Она, должно быть, поверила ему, потому что лишь сжалась, когда он двинулся к ней, и подняла тонкие руки, чтобы защитить голову, но потом передумала и спрятала только лицо. Я стоял, оцепенев от ужаса, а Востронос, которому передался мой страх, визжал и даже сделал лужицу у моих ног. Я услышал свист, когда дубинка опустилась. Сердце мое бешено заколотилось, и я отпихнул пьяного. Каким-то странным образом сила, переполнявшая меня, вылетела наружу из моего живота.
Обидчик Молли упал, как и человек с бочонком накануне. Но он не вскочил, а схватился за живот, его палка, никому не причинив вреда, отлетела в сторону. Он упал на песок, дернулся, так что судорога свела все его тело, и затих.
Мгновением позже Молли открыла глаза, все еще дрожа в ожидании удара, и увидела своего обидчика, скорчившегося на каменистом берегу. Потрясение стерло с ее лица все прочие чувства. Она бросилась к упавшему.
— Папа, папа, что с тобой? Пожалуйста, не умирай! Прости, что я была такой гадкой девчонкой! Не умирай, я буду хорошей, обещаю, что буду хорошей.
Не обращая внимания на царапины, она упала на колени рядом с ним и повернула его голову, чтобы он не лежал лицом в песке, а потом тщетно попыталась его посадить.
— Он хотел убить тебя, — сказал я ей, стараясь осмыслить происходящее.
— Нет. Он меня слегка поколачивает, когда я бываю плохой, но он никогда не убил бы меня. А когда он трезвый и не больной, он плачет из-за этого и просит меня не быть плохой и не сердить его. Мне надо было лучше стараться не сердить его.
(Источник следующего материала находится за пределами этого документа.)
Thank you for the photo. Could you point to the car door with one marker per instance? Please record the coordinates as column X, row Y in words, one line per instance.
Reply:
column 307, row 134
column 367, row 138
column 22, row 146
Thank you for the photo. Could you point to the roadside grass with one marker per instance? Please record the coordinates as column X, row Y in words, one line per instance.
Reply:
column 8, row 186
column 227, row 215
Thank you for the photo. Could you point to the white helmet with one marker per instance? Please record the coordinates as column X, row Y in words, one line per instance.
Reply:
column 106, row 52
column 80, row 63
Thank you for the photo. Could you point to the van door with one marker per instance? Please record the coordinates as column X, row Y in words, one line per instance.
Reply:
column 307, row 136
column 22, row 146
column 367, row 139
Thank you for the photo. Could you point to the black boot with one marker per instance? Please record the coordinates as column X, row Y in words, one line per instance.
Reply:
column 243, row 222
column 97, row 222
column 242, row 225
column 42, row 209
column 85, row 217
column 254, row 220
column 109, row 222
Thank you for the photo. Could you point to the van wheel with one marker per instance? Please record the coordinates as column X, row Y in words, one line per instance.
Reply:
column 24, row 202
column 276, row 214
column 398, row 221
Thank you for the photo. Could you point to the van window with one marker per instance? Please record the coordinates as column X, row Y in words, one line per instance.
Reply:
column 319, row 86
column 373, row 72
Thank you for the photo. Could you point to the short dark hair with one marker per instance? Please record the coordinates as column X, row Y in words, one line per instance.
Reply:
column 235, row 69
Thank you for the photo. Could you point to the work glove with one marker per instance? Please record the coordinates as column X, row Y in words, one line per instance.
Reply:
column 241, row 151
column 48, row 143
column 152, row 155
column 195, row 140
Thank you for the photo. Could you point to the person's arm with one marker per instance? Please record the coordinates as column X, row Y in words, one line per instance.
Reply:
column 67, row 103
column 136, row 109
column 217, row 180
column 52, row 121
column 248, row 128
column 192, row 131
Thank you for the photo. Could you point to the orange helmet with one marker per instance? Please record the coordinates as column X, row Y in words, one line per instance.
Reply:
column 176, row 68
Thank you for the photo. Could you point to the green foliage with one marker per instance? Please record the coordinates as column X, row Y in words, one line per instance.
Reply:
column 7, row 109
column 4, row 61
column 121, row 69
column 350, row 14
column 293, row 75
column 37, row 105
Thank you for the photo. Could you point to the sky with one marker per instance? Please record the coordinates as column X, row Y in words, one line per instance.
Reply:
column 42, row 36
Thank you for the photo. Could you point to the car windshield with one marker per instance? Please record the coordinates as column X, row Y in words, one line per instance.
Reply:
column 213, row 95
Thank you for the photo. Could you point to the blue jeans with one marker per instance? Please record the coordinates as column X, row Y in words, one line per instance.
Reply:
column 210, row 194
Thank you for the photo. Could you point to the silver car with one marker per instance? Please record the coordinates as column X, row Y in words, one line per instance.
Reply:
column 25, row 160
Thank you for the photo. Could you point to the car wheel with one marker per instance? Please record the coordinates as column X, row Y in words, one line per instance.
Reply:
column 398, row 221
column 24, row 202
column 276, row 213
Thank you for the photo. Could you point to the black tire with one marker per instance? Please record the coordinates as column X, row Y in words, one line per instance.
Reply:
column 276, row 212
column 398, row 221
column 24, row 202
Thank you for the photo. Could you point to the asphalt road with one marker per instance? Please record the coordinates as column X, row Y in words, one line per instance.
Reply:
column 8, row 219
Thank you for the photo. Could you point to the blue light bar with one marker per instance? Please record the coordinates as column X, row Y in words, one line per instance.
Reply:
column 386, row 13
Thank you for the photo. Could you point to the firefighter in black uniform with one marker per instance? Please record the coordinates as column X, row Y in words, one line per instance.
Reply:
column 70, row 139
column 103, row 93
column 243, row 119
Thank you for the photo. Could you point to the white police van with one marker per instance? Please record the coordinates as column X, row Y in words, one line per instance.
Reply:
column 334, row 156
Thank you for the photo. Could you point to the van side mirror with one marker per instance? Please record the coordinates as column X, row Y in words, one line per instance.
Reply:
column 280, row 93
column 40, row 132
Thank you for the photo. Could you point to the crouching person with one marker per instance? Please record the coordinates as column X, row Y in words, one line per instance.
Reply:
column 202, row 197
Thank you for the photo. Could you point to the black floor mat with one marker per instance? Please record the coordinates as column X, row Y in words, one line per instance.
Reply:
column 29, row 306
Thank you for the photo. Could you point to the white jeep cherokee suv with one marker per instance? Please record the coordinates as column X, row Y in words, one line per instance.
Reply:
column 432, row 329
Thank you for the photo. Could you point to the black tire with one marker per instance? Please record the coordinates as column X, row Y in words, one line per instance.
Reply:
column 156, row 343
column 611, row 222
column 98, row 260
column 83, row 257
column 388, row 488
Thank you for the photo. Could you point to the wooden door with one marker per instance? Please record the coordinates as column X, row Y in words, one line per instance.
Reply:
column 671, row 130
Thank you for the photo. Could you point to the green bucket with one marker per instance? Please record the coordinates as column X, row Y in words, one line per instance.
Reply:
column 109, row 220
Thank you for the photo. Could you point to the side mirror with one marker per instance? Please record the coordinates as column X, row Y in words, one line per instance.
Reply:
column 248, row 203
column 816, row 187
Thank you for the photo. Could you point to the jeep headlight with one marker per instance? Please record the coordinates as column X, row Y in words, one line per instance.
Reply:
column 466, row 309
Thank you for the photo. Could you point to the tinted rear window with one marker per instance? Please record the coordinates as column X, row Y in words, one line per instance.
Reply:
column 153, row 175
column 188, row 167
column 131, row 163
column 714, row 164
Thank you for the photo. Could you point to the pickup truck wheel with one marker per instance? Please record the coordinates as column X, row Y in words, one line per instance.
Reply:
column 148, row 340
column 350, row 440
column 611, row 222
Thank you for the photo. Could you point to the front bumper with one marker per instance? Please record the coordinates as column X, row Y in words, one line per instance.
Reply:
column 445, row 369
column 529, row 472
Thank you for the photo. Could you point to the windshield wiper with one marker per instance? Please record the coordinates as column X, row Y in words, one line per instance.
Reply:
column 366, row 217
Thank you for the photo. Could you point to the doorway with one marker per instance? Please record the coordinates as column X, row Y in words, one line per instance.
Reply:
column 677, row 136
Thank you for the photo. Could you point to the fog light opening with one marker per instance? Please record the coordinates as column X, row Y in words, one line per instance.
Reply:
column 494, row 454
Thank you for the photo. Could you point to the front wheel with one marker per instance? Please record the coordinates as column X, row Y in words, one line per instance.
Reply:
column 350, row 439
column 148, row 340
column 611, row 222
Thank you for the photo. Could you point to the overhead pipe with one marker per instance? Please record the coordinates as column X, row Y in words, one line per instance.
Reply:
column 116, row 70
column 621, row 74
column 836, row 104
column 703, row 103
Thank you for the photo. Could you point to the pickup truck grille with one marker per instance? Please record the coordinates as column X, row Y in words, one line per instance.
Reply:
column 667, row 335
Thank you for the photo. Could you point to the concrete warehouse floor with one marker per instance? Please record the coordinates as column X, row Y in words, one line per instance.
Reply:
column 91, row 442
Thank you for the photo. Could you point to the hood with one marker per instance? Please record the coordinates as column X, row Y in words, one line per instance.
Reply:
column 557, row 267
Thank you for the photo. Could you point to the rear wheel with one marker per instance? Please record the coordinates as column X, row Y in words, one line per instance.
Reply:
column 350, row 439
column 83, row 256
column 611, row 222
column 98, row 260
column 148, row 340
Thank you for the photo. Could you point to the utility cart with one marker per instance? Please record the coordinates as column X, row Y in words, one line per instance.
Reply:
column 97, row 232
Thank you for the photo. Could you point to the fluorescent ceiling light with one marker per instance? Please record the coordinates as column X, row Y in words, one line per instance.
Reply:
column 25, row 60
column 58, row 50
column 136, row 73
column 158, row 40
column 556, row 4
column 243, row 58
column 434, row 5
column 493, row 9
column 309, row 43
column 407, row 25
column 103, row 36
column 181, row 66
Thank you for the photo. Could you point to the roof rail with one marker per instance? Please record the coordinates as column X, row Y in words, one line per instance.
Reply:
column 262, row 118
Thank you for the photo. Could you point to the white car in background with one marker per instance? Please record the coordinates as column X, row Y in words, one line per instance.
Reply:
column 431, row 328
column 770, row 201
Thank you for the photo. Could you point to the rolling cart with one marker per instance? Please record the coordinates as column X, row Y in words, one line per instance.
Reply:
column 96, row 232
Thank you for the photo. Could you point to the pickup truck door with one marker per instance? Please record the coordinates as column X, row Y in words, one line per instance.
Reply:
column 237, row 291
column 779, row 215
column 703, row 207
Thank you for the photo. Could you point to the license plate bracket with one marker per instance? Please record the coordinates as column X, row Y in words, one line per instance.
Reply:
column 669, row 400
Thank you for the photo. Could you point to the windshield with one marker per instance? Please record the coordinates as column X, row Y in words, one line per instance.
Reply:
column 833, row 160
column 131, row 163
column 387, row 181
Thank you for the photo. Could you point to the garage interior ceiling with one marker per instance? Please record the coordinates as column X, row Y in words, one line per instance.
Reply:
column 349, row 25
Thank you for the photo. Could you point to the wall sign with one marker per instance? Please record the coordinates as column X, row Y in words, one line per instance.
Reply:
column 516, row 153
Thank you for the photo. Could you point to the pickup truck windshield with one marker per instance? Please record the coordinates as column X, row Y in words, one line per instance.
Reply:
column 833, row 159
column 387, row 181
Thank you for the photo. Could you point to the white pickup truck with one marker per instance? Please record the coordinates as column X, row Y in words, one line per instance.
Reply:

Ой, Новичок, кажется, он умер!
Я и сам боялся чего-то подобного, но через несколько мгновений отец Молли издал ужасный стон и открыл глаза. Как бы то ни было, припадок, сваливший его, по-видимому, прошел. Еще не совсем придя в себя, он принял самообвинения и заботу Молли и даже мои вынужденные попытки помочь. Он оперся на нас обоих, и мы повели его по неровному каменистому пляжу. Востронос не отставал, он то принимался лаять, то наматывал круги вокруг нас. Люди на улицах не обращали на нас никакого внимания. Судя по всему, никто из них не видел ничего необычного в том, что Молли ведет домой своего отца.
Я проводил их до самых дверей маленькой свечной мастерской, Молли, всхлипывая, всю дорогу бормотала извинения. Я оставил их там, и мы с Востроносом нашли путь обратно вверх по кривым улицам и холмистой дороге к крепости, пребывая в глубочайшем удивлении, которое произвели на нас человеческие нравы.
Раз обнаружив город и нищую ребятню, я стал навещать их впоследствии каждый день. Днем Баррич был занят своими делами, а вечерами он пил и развлекался на празднике Весны. Он мало обращал внимания на мои приходы и уходы, если только вовремя находил меня на маленьком матрасике перед очагом. По правде говоря, думаю, он слабо представлял, что со мной делать, и считал вполне достаточным сытно накормить меня и следить, чтобы ночи я проводил в помещении, где со мной ничего не случится.